豪快なフルスイングでファンを魅了してきたオリックス・吉田正尚。その一方、腰痛の影響で過去2年はいずれも60試合ほどの出場にとどまっていて、故障さえなければ、と思われていたことも確かだろう。

迎えた3年目の今季、初の全試合出場を達成するとリーグ4位の打率.321をマークするなど、チームの主軸として十分な成績を記録した。かねてより評価されていたポテンシャルを証明した形の吉田だが、その裏である“弱点”を克服していた。

2016~18年:打撃成績

昨季までの吉田は、外角で持ち味のパワーを発揮できていなかった。特に2017年は、外角球に対する本塁打が1本もない。この傾向を相手チームも認識していたのか、今季は吉田に対する外角への投球は過去2年よりも増加。オールスター前後で見てみると、後半戦は前半戦の56%よりも2ポイント多くなっていた。ところが、今季の吉田はこのコースで8本塁打を放ち、6割近い外角への配球に対応していた。

2016~18年:コース別本塁打数

フライ割合の増加で高打率へ

前半戦は外角打率.263とまずまずだったが、後半戦には打率.307まで数字を上げている。
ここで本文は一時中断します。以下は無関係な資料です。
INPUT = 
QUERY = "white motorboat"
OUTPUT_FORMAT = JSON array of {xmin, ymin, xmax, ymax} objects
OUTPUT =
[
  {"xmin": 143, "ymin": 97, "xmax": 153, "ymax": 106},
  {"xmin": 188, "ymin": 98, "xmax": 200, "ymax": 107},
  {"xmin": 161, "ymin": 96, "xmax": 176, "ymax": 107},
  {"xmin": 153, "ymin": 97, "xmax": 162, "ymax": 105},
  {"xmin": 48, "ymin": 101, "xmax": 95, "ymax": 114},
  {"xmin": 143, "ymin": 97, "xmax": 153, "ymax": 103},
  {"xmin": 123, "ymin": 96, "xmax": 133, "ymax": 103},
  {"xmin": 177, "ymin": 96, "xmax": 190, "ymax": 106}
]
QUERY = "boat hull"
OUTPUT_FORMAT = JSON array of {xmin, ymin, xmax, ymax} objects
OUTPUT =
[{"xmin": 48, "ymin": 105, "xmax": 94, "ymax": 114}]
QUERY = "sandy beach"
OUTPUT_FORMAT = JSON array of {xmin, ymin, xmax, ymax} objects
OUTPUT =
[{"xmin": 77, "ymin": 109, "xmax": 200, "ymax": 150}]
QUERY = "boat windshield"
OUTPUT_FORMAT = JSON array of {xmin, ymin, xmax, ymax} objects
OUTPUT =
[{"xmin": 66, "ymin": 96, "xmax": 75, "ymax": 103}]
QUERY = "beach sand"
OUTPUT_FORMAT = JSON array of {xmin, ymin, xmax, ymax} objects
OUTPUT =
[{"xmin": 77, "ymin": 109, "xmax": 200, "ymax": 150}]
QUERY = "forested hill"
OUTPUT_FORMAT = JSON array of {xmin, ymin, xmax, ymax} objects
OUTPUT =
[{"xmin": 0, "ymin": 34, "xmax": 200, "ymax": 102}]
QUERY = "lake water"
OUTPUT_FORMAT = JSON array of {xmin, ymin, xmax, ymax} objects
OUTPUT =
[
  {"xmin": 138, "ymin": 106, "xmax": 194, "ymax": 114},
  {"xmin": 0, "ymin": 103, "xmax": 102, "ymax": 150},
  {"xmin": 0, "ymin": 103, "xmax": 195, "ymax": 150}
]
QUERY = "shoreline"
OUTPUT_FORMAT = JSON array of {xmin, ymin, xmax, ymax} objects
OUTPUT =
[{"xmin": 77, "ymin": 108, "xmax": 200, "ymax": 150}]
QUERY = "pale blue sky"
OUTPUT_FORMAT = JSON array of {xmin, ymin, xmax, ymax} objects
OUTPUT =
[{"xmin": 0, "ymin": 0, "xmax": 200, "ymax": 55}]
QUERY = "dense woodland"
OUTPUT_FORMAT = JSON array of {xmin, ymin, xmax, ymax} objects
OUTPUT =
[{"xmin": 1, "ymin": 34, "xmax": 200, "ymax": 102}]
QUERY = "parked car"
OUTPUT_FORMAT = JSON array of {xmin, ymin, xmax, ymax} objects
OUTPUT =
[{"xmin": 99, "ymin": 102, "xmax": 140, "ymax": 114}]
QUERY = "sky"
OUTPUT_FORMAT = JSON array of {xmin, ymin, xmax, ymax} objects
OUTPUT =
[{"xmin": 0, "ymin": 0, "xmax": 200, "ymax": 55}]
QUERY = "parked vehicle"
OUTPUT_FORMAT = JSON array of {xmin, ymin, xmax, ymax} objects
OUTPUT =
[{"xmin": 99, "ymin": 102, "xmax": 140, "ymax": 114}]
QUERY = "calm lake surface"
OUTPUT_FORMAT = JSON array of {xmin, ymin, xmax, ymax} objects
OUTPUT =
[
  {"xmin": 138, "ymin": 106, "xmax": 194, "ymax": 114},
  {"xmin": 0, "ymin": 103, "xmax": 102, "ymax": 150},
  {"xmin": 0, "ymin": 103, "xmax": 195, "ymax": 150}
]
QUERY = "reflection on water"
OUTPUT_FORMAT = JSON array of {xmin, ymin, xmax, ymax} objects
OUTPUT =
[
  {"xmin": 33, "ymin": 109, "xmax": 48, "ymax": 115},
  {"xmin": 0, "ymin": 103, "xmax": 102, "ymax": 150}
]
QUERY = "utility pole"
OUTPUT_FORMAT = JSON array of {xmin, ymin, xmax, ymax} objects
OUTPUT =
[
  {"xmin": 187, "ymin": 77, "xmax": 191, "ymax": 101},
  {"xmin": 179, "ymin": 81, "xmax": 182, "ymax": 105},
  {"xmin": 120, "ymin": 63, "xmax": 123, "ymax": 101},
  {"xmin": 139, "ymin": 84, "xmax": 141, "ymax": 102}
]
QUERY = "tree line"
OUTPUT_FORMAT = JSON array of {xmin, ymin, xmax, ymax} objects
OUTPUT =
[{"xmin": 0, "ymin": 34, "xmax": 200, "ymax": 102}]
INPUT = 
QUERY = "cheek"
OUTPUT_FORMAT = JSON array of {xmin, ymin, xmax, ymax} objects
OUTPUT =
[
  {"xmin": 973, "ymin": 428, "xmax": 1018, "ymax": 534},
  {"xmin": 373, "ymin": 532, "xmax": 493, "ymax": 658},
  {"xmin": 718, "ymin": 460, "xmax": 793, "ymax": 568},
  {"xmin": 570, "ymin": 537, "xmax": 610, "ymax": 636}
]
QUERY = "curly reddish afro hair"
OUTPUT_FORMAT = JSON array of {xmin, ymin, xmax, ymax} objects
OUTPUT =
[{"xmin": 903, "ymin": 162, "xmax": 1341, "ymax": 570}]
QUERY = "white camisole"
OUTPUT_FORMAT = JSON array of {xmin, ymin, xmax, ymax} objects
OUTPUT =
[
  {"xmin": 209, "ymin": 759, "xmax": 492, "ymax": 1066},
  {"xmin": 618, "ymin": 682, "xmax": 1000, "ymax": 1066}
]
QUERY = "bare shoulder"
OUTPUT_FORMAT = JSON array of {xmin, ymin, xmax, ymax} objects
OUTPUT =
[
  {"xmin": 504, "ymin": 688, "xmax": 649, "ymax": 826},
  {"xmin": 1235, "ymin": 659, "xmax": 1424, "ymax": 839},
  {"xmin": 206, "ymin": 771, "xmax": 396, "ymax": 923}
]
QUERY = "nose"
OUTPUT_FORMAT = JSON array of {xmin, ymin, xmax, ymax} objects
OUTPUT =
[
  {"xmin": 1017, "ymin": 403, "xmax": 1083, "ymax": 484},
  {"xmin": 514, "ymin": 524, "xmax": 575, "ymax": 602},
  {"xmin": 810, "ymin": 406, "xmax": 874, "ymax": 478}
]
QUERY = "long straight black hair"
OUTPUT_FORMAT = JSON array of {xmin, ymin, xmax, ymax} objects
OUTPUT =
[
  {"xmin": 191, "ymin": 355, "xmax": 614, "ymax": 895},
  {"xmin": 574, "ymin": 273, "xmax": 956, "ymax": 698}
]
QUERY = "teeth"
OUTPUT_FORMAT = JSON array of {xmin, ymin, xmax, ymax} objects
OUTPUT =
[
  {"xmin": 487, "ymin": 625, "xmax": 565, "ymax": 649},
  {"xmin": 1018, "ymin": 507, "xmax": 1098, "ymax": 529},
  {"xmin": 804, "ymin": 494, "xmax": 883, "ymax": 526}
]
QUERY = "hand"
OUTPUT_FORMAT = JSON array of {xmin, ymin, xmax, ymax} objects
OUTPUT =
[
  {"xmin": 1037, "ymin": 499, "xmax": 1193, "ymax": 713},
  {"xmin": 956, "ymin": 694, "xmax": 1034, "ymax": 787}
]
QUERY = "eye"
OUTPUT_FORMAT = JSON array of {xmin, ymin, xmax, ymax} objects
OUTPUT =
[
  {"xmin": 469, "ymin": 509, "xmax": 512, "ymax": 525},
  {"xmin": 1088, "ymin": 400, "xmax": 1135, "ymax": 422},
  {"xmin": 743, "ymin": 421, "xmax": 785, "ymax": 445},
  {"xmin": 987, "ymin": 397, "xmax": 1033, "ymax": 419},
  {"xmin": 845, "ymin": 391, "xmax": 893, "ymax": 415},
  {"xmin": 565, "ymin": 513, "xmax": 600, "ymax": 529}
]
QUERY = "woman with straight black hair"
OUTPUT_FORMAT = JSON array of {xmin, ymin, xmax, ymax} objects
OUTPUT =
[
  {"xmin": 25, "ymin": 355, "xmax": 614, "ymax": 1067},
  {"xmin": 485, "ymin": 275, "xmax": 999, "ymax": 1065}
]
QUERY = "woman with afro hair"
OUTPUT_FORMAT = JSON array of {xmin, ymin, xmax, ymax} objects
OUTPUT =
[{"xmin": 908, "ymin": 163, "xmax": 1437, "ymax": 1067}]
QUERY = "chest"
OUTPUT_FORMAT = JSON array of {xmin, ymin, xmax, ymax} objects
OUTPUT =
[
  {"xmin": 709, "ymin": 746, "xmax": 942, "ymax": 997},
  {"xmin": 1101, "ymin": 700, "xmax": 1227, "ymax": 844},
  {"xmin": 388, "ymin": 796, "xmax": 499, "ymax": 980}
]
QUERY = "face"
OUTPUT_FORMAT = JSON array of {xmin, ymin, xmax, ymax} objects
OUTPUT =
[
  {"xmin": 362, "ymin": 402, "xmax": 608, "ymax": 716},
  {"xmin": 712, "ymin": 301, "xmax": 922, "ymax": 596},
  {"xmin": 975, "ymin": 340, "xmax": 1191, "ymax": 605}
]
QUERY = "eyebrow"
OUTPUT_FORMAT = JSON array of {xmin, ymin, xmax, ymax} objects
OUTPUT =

その要因のひとつが、フライ割合の変化だろう。一般的に打球がゴロになりやすい外角への投球が増える中、後半戦に入ってフライの割合が増加した。高いパフォーマンスを発揮しながら試合に出続けることは、決して簡単なことではない。故障なくシーズンを乗り切る体力に加え、弱点と思われていたコースへの対応力も示したのが、吉田正尚の3年目といえる。

2018年:期間別外角打撃成績
2018年:期間別外角フライ割合

阪急とオリックスのプロ入り3年目までの選手を対象に、総合的な打撃力を示すOPSをランキングにしたのが下図だ。イチローや加藤秀司氏らチームのレジェンドが名を連ねる中で、今季の吉田は堂々の3位につけている。2年連続となる全試合出場を果たし、自慢のフルスイングでどれだけの成績を残せるのか。その将来への期待は高まるばかりだろう。